Then there’s school stuff. In on week, I will no longer be a student at Clark University. If I told myself when I applied that I would be saying that before three years from now, I’d be absolutely flabbergasted (yep, flabbergasted).
I applied early to a school I thought I adored. I invested myself in an institution that I thought I loved. But the thing is, I’m in no way bitter. I truly believe that had I started my college journey at IU (or anywhere else, for that matter), I would have been devastatingly unhappy. Those who know me well can argue that I’ve been struggling with that here anyway. I really, though, think that this all goes back to good old rule number 8. I’m nervous and scared and unsure and thrilled.
I couldn’t have asked for a better Elliot Reid to my JD this year, but the idea of being able to have lunch with a different person every day for a month if I wanted to is so nice. Seriously I cannot say enough for having “a person.” I don’t even watch Grey’s Anatomy, but I still understand the importance of one. But to be at a place where I can either re-connect with old friends or make completely new ones. I just feel…free. And with freedom comes absolutely stunning terror, but also fresh air. I’m ready to take a deep breath.
This is probably my last post from Clark, which is kind of odd considering it’s 5:41 AM and I’m sitting in terminal A of Logan International Airport (which, by the way, is completely lacking in anything remotely close to Kosher for Passover. I had Mentos and a Diet Coke. Don’t tell the big guy.) Over the course of the last 15 minutes of me writing this, the sun has come up.

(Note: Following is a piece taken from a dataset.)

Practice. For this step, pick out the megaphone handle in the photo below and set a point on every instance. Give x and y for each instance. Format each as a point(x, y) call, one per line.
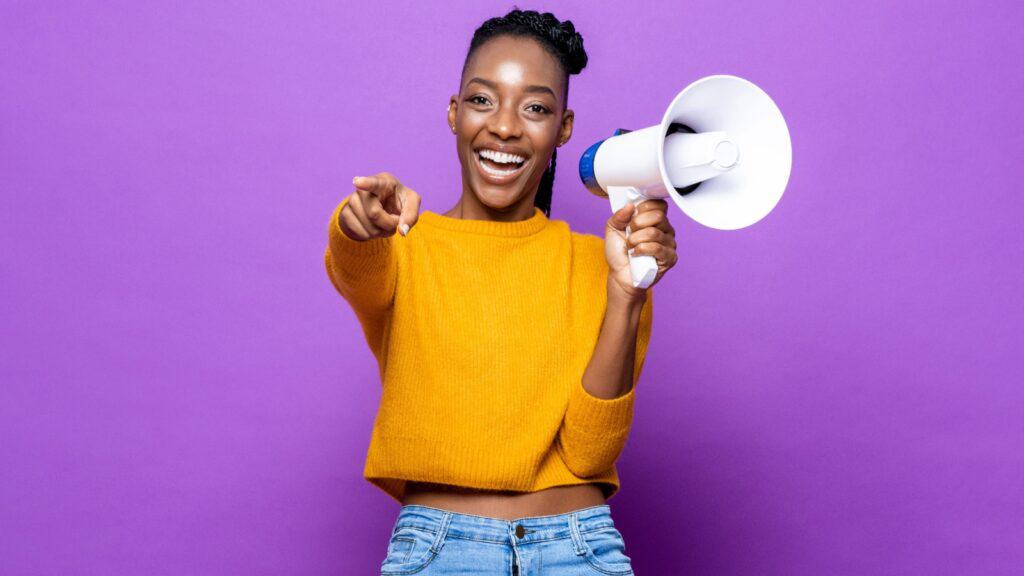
point(643, 269)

The last time I truly remember sitting at watching the sunrise was on Yam L’Yam. Come to think of it, it was probably the only memorable-in-a-good-way part of Yam L’Yam. Sometimes the big things just get to me. I’m overwhelmed by being so freaking small and suddenly the huge aforementioned problems I was having seem miniscule. I feel silly for even being worried. I look around at the beer-bellied polo shirt wearer and the business man with a look of concern and the girls’-weekend-outers to my left. I wonder what they’re nervous about. The world is really big. The cycle continues.